Kinetics of growth of Candida clinical isolates in the presence of amniotic fluid versus Sabouraud broth (control). Each line represents the growth curve over time of a sole Candida isolate, grown either in amniotic fluid or in Sabouraud broth (control). Each symbol represents the log10 CFU value at different time points. p<0.0001; Student's t test.

(0,19MB).

Azole-resistant non-C. albicansCandida species, including C. glabrata, are increasingly encountered as causes of urogenital infections worldwide.16 Despite the increased rates of Candida vaginal colonization during pregnancy, intrauterine infections are extremely uncommon.4,10 This is suggestive of a host effector mechanism with specific antifungal properties, including the antifungal properties of AF. Antimicrobial components of AF include cytokines and host defense proteins, including defensins, lactoferrin, lysozyme, and other antimicrobial peptides.6 In particular, beta-defensin 2 (HBD-2) has been documented as a molecule that prevents Candida proliferation in vitro.17 Previous works also attributed the antifungal activity of AF to spermine,14 and to anti-Candida antibodies.13

Several researchers studied the antibacterial activity of AF against aerobic and anaerobic bacteria.3,18 The inhibitory activity of AF against C. albicans has been shown previously.1,8,9,11,13,14 This is the first study on the activity of AF against C. albicans and other Candida species. Our results show that AF has inhibitory activity not only against C. albicans, but also against C. glabrata and C. parapsilosis. Only C. glabrata growth was completely inhibited by all 23 AF samples.
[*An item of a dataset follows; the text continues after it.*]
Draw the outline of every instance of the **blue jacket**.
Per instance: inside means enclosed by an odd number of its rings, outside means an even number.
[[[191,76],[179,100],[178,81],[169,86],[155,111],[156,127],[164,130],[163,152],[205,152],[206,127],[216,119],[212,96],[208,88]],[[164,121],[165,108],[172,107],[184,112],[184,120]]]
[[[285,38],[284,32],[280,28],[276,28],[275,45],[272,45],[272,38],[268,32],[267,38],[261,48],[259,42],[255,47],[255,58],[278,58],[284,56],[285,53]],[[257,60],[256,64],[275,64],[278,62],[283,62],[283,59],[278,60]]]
The in vitro antifungal activity of AF against C. albicans, C. glabrata and C. parapsilosis likely exists also in vivo, thus contributing to the prevention of intraamniotic fungal infections. It would be interesting to study the activity of AF against Candida auris and other emerging Candida species. In particular, it is important to understand whether the antifungal activity of AF is mediated by the restriction of important growth factors to the pathogen (e.g., nutritional immunity) or the presence of antimicrobial peptides (e.g. defensins).